I come from a long line of fools — and I mean that in the most glorious and optimistic of ways. My grandparents fell for each other, as only fools can, and this I suppose, for me, is where it began. He was a farmer. I guess you have to be a dreamer, a believer, a bit of a fool, to make this your living. To plant something in the dirt.

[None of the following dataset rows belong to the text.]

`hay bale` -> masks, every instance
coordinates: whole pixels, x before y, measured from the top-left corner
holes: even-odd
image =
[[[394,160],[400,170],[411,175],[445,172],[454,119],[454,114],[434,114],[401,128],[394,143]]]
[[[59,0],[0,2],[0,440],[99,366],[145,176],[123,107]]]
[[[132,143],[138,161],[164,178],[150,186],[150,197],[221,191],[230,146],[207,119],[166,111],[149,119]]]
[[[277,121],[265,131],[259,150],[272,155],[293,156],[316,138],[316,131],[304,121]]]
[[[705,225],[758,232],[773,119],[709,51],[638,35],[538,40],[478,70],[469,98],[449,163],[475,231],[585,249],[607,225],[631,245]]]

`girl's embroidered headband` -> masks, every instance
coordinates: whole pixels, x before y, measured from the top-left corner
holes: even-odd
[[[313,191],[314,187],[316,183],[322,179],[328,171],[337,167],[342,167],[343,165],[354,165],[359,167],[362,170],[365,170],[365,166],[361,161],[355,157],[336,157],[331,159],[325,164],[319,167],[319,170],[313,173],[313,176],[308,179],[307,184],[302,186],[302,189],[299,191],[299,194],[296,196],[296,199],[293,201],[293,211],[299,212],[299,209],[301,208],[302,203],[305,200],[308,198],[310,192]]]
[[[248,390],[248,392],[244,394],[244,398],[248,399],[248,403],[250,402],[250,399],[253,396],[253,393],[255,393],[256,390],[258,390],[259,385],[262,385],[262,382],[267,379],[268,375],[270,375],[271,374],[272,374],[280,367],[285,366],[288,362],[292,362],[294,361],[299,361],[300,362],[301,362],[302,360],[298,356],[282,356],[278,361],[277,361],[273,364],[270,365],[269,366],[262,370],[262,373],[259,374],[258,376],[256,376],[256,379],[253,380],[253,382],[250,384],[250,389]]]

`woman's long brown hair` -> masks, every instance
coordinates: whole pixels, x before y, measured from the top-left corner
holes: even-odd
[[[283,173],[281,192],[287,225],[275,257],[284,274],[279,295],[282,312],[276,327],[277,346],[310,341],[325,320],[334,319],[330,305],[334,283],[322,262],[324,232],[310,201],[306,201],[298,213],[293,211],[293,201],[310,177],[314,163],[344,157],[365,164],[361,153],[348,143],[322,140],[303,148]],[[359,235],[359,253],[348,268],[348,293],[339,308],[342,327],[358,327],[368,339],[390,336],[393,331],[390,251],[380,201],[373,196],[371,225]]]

Believe in yourself, the work, the weather. Believe in it enough to turn the dirt into gold. I saw the magic. Year after year. I wanted to live like this. Love like this. In the most daring and foolish of ways. I still do. And it’s not hard to prove my case, as I sit typing this in another country.

I imagine it could all be explained away by angles and geometry, but yesterday, in the shade of the house, under the ever pines, the hammock was a glow. It shone in the most golden light. An angel, I thought. Resting in our hammock. And I smiled.

It’s probably foolish. I hope it is. It’s as foolish as when my mother helped me believe it was possible to carry a dream in your pocket. My foolish pocket, that was, is, always full.

Since I can remember, she told me it was necessary. I don’t know if that’s where my grandfather kept his, in the pocket of his overalls, but I know he carried one — one of these foolish dreams. I know my mother carries one still. When she orders her make-up from Macy’s. Looks at the Sundance catalog to see the next season of fashion. Walks around the building to keep her leg strength up. Reads her devotions to keep her heart strength up. Believes in the light of today. The possibility of tomorrow. Her pockets are full.

So the glowing hammock, for me, is nothing but pure magic. And I’m going to keep believing in it. I’m going to keep planting my words, to see what grows. Keep painting with the belief that you too will see the glow, the dream, the possibility of it all. Our glorious and foolish pockets full, turning each day into gold.